But to re-expose him to the racecourse is undoubtedly taking a gamble and the very fact that he will be in the Nunthorpe field speaks volumes for his chances. It was a gallop during the week, when he sluiced past some of Berry's other best sprinters like the proverbial hot knife through butter, with two stone of lead in Darryll Holland's saddlecloth, that ensured his trip to York.
Berry reasoned: "It's not a vintage year for sprinters, there isn't a Dayjur or a Lochsong about, and at his best this horse is top class. And he does seem to be as good as ever. After that gallop Darryll said he had never been so fast in his life."
The omens for Mind Games are at least not inauspicious. The two best- known recent comebacks in Britain have concerned Environment Friend, who was beaten inches in the Coronation Cup four years ago after his first season at stud, and Radetzky, who won the 1978 Queen Anne Stakes after covering eight mares that spring.
Further afield, Carry Back, Bold Bidder, Fleet Nasrullah and The Pie King all showed good-class form in the States after stints as stallions at various times in the Fifties and Sixties. And in Australia in the Seventies, Raffindale returned to action to win a top-level handicap and run second in the WS Cox Plate.
There will be much of interest at York this week: the re-match between Bosra Sham and Benny The Dip, with Desert King and Singspiel thrown in for good measure, in the Juddmonte International; Reams Of Verse's bid for star status against the cream of the fillies in the Yorkshire Oaks; and the reappearance of Silver Patriarch in the Great Voltigeur Stakes.
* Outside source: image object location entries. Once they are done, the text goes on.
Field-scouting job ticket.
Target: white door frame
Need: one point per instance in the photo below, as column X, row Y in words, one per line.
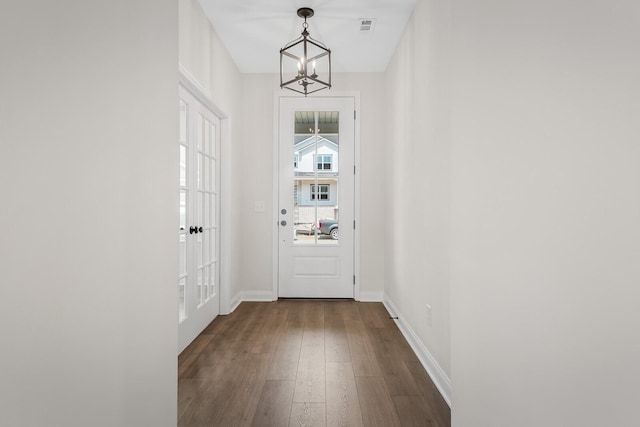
column 278, row 94
column 194, row 88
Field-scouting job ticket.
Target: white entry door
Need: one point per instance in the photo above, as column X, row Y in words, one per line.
column 316, row 197
column 198, row 230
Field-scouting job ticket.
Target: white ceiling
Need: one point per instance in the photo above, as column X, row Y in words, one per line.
column 253, row 31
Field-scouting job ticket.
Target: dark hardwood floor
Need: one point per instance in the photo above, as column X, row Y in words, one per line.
column 305, row 363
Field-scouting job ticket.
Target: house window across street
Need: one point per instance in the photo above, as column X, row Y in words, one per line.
column 324, row 162
column 323, row 192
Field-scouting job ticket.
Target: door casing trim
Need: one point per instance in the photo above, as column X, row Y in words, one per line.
column 277, row 96
column 186, row 80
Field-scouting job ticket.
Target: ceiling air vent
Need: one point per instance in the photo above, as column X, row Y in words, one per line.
column 366, row 25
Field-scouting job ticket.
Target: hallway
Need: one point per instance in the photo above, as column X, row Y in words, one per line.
column 305, row 363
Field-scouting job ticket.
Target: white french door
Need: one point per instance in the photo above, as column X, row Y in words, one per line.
column 198, row 229
column 316, row 185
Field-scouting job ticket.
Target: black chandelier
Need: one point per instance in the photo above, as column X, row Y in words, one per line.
column 305, row 63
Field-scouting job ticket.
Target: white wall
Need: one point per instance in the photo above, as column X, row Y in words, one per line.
column 204, row 57
column 546, row 213
column 88, row 127
column 417, row 168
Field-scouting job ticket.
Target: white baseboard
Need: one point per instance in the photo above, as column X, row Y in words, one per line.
column 371, row 296
column 241, row 296
column 438, row 376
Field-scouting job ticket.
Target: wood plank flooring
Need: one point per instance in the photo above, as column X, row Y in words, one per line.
column 305, row 363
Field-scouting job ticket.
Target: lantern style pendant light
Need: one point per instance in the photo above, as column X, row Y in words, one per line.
column 305, row 63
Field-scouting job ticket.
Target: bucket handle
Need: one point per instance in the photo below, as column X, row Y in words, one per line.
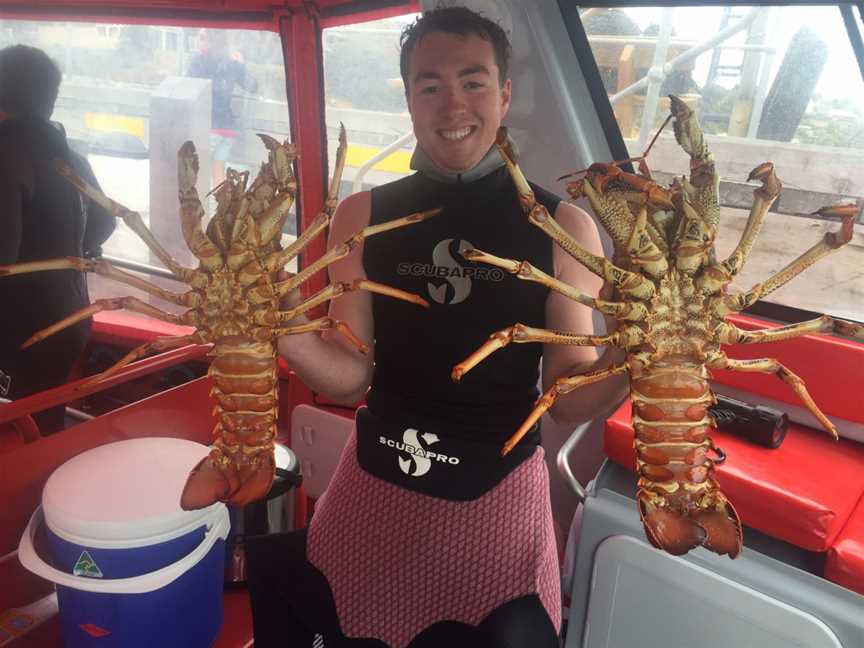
column 132, row 585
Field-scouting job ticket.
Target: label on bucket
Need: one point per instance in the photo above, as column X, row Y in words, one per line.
column 86, row 566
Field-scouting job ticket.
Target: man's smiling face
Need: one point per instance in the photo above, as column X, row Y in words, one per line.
column 455, row 98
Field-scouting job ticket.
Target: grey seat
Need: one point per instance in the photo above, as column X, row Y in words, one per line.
column 626, row 593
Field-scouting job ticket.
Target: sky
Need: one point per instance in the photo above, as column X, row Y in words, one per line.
column 841, row 76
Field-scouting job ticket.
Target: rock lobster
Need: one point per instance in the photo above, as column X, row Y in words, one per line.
column 234, row 303
column 670, row 303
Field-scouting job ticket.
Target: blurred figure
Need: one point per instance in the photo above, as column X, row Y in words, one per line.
column 225, row 71
column 41, row 217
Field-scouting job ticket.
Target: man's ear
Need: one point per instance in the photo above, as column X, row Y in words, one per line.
column 505, row 98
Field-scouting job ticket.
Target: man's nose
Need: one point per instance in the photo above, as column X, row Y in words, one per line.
column 454, row 102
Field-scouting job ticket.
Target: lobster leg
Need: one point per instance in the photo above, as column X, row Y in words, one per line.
column 629, row 283
column 104, row 269
column 830, row 242
column 714, row 277
column 633, row 311
column 132, row 219
column 343, row 250
column 769, row 365
column 116, row 303
column 334, row 290
column 276, row 260
column 321, row 324
column 520, row 334
column 561, row 386
column 730, row 334
column 159, row 344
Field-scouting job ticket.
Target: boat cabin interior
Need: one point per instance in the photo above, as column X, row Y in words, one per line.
column 591, row 82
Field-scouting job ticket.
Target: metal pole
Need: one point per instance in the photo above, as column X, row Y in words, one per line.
column 764, row 74
column 691, row 53
column 655, row 77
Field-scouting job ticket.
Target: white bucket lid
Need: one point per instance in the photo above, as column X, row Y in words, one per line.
column 125, row 494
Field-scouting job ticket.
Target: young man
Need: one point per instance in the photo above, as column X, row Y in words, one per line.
column 42, row 216
column 426, row 536
column 225, row 70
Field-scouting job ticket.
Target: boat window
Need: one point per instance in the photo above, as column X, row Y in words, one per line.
column 131, row 96
column 778, row 84
column 364, row 91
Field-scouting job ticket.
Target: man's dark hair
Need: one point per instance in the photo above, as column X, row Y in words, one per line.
column 29, row 81
column 461, row 21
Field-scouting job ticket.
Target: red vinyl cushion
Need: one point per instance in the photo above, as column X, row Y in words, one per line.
column 845, row 563
column 128, row 330
column 803, row 492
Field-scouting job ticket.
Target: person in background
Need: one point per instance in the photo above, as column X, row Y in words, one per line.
column 42, row 216
column 225, row 71
column 426, row 535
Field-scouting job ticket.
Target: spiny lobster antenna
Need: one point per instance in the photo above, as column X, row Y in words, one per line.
column 643, row 167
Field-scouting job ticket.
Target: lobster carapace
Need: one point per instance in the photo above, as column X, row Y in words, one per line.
column 234, row 304
column 670, row 303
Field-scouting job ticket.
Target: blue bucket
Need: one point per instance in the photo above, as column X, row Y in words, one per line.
column 133, row 570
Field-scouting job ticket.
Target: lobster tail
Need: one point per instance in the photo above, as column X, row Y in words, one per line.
column 222, row 478
column 677, row 533
column 240, row 466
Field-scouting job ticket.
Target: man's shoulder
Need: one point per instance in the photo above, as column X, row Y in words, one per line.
column 397, row 186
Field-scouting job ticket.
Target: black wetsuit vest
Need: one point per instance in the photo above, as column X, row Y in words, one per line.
column 416, row 348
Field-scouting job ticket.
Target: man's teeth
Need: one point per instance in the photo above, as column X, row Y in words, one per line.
column 457, row 134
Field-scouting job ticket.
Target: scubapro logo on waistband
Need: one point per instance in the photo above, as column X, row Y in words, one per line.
column 420, row 459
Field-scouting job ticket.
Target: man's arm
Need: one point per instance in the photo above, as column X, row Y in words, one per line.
column 329, row 364
column 564, row 314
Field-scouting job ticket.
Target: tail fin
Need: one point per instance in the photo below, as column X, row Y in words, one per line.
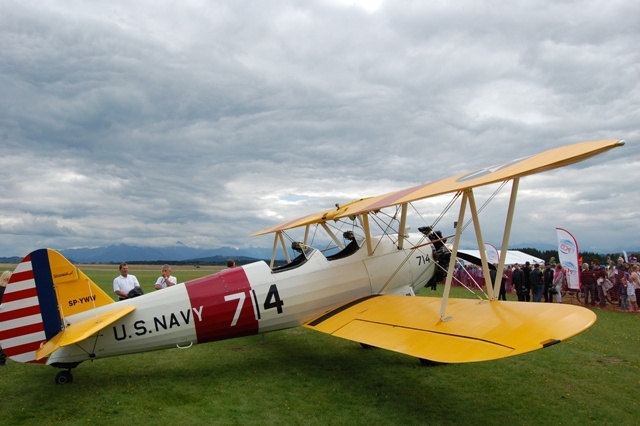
column 43, row 290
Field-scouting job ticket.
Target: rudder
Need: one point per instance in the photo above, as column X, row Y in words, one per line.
column 41, row 292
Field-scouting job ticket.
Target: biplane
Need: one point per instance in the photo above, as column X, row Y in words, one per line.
column 53, row 314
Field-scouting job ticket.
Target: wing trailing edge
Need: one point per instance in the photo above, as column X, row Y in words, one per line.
column 78, row 331
column 475, row 330
column 545, row 161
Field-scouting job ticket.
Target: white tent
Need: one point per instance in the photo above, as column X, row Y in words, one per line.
column 513, row 256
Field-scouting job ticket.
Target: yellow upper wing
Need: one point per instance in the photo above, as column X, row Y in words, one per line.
column 477, row 331
column 548, row 160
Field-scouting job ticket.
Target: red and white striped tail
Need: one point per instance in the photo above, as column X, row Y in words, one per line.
column 29, row 312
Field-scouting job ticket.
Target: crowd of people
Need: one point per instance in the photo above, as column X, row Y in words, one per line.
column 620, row 281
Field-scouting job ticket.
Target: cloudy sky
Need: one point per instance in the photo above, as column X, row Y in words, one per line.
column 201, row 122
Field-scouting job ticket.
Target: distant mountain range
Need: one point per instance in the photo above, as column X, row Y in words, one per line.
column 126, row 253
column 181, row 253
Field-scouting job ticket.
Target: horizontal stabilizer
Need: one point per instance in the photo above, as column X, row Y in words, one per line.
column 78, row 331
column 473, row 331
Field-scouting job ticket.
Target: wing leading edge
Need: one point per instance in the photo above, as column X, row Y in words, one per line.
column 548, row 160
column 477, row 331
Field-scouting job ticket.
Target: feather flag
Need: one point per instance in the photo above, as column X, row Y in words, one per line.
column 568, row 251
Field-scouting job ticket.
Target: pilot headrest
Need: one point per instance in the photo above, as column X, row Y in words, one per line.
column 425, row 229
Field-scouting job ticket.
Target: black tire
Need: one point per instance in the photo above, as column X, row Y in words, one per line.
column 64, row 377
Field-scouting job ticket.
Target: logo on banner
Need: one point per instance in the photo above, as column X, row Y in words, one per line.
column 566, row 246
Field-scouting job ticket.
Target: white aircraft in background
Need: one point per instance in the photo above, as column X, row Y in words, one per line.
column 53, row 314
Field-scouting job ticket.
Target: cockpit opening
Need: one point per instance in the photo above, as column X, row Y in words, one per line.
column 351, row 248
column 305, row 253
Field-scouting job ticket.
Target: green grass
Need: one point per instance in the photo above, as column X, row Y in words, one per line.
column 302, row 377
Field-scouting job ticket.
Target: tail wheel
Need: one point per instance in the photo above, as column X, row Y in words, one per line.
column 64, row 377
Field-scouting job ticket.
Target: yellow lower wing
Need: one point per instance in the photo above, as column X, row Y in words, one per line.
column 78, row 331
column 476, row 331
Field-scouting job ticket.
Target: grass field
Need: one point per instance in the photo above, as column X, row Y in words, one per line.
column 301, row 377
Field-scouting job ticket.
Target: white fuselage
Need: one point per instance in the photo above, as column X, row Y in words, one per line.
column 251, row 299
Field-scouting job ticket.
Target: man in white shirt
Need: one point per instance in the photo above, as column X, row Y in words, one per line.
column 125, row 282
column 165, row 280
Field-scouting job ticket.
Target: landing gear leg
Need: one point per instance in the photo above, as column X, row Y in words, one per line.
column 64, row 377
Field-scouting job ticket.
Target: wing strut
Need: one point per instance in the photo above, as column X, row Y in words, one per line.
column 483, row 253
column 506, row 236
column 403, row 224
column 454, row 254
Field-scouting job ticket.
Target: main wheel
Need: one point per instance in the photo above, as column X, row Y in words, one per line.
column 64, row 377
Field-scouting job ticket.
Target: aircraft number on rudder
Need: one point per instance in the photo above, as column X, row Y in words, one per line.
column 272, row 300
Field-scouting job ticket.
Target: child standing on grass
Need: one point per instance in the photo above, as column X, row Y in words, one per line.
column 624, row 298
column 632, row 285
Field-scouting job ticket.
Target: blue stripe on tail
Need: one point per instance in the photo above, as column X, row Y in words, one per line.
column 46, row 294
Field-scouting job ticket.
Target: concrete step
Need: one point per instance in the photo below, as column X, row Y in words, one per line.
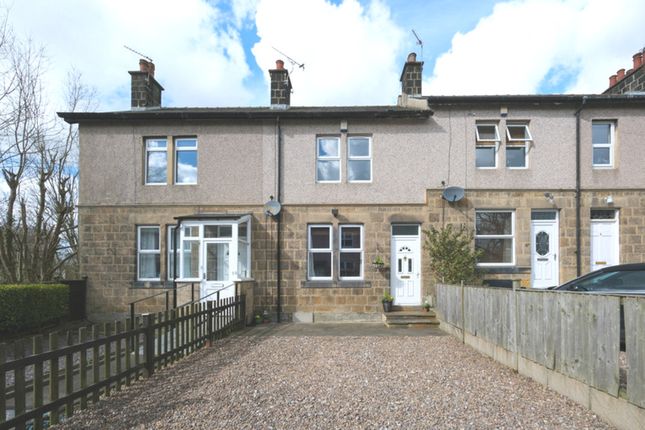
column 410, row 318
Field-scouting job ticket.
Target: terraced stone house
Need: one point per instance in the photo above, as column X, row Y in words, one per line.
column 309, row 201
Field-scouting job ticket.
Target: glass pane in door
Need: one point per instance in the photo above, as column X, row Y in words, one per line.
column 217, row 262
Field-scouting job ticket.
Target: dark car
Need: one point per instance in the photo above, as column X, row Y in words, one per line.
column 624, row 280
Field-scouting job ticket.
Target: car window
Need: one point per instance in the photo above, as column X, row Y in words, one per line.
column 627, row 280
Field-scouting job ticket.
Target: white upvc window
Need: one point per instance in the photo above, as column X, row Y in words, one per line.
column 148, row 253
column 156, row 167
column 487, row 145
column 350, row 258
column 186, row 161
column 320, row 252
column 359, row 159
column 495, row 237
column 328, row 159
column 189, row 253
column 170, row 244
column 602, row 138
column 518, row 139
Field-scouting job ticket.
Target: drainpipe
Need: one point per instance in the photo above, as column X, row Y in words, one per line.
column 278, row 220
column 578, row 190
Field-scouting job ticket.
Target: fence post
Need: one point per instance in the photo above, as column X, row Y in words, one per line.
column 463, row 314
column 516, row 317
column 149, row 343
column 209, row 321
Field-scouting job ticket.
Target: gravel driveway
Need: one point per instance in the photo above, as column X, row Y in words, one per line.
column 304, row 381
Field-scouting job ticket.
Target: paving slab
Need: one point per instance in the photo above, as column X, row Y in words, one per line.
column 338, row 329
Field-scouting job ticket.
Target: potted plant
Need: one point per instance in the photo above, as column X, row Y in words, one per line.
column 387, row 302
column 378, row 263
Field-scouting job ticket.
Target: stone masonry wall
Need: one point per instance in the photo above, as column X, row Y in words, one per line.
column 108, row 246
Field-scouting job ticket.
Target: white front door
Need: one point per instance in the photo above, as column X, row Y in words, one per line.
column 406, row 265
column 217, row 271
column 604, row 238
column 544, row 249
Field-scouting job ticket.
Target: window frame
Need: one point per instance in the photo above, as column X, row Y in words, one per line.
column 329, row 158
column 148, row 252
column 610, row 144
column 487, row 143
column 170, row 231
column 351, row 158
column 147, row 152
column 518, row 143
column 360, row 251
column 311, row 250
column 497, row 236
column 176, row 150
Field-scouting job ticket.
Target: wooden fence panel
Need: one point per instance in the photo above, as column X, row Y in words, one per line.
column 573, row 359
column 588, row 339
column 474, row 311
column 531, row 314
column 449, row 302
column 635, row 349
column 603, row 331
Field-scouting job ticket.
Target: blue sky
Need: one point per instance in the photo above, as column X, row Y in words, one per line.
column 216, row 53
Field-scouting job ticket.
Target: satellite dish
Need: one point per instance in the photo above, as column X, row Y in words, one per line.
column 453, row 194
column 272, row 207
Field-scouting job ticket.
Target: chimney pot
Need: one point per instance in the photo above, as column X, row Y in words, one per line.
column 620, row 74
column 280, row 86
column 147, row 67
column 411, row 76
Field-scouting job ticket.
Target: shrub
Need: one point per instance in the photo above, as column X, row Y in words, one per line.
column 452, row 256
column 23, row 307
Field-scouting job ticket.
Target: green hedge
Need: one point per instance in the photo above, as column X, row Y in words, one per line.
column 23, row 307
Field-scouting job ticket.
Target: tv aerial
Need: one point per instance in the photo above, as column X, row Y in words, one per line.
column 419, row 41
column 453, row 194
column 272, row 207
column 291, row 60
column 138, row 53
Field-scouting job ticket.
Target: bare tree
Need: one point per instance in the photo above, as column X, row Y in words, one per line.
column 38, row 236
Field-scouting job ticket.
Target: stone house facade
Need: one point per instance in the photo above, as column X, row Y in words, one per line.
column 552, row 186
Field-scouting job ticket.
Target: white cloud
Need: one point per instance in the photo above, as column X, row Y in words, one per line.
column 521, row 43
column 196, row 48
column 349, row 51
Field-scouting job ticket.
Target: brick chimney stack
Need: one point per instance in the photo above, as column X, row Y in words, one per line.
column 146, row 91
column 411, row 76
column 280, row 86
column 630, row 81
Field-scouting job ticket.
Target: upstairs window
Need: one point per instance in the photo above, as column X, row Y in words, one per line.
column 148, row 253
column 518, row 138
column 156, row 161
column 487, row 146
column 495, row 237
column 320, row 252
column 186, row 161
column 602, row 139
column 351, row 252
column 359, row 159
column 328, row 159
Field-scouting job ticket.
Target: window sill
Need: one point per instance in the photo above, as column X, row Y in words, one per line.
column 151, row 284
column 335, row 284
column 504, row 270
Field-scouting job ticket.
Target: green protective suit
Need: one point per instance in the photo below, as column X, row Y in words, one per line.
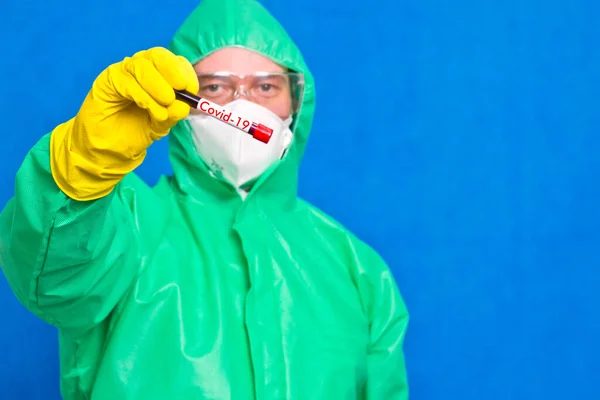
column 184, row 291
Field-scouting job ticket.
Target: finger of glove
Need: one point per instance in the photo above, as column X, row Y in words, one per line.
column 177, row 111
column 150, row 80
column 176, row 70
column 132, row 90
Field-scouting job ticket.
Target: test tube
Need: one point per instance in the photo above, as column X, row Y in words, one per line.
column 258, row 131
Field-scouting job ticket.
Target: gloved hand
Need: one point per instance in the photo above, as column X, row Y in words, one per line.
column 131, row 104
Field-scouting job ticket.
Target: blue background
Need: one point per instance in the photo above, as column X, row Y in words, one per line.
column 460, row 139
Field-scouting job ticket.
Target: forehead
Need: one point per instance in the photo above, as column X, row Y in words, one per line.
column 237, row 60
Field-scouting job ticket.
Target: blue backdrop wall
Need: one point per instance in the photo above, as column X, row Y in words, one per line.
column 460, row 139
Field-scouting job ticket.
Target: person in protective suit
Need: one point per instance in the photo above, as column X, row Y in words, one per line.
column 218, row 282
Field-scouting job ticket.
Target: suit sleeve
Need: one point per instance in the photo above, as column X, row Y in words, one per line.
column 388, row 322
column 68, row 262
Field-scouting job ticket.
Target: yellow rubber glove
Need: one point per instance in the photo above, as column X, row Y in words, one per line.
column 131, row 104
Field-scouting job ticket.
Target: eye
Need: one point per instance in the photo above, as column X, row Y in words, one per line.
column 213, row 88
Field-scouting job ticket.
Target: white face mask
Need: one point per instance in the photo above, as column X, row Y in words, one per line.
column 233, row 154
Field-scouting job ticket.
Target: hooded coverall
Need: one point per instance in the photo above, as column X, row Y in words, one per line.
column 184, row 291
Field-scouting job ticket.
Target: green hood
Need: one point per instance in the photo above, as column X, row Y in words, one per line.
column 216, row 24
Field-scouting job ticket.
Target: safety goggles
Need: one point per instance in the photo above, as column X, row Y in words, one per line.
column 272, row 90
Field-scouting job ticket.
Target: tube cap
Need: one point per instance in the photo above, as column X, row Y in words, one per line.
column 262, row 133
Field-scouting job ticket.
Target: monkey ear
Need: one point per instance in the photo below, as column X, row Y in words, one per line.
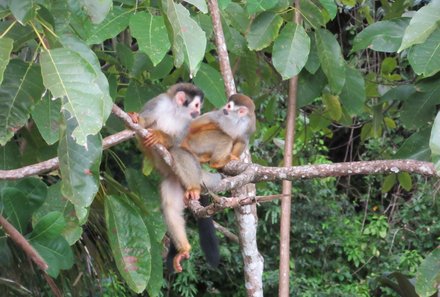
column 242, row 111
column 180, row 97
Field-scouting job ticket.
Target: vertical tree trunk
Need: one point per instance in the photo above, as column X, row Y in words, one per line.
column 246, row 216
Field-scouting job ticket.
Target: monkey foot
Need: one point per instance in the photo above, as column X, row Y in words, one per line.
column 192, row 194
column 178, row 258
column 134, row 116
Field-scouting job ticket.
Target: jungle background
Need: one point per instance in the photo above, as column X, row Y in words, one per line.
column 369, row 89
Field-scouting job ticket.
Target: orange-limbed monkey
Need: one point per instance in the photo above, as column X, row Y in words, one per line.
column 220, row 136
column 167, row 117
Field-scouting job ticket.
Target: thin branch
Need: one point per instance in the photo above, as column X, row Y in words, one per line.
column 23, row 243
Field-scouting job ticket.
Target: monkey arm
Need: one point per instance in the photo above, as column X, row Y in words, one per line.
column 237, row 149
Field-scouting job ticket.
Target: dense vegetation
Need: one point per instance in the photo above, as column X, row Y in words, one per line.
column 369, row 89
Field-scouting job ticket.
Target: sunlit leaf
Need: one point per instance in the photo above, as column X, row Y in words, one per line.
column 151, row 34
column 425, row 57
column 46, row 115
column 290, row 50
column 97, row 10
column 264, row 30
column 21, row 86
column 211, row 82
column 382, row 36
column 422, row 24
column 5, row 52
column 79, row 166
column 73, row 79
column 130, row 242
column 189, row 40
column 332, row 62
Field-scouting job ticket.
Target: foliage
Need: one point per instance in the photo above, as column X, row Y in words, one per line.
column 368, row 89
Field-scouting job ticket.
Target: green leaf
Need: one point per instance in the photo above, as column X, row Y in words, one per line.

But if Mind Games gives Berry - who is, though he trains in Lancashire, a Yorkshireman - his longed-for and much deserved first Group One win, the partisan and knowledgeable Knavesmire crowd will show their appreciation in no uncertain terms. And it would be entirely appropriate if the trainer, who has flown by the seat of his pants all his life, could crown his career in the face of convention.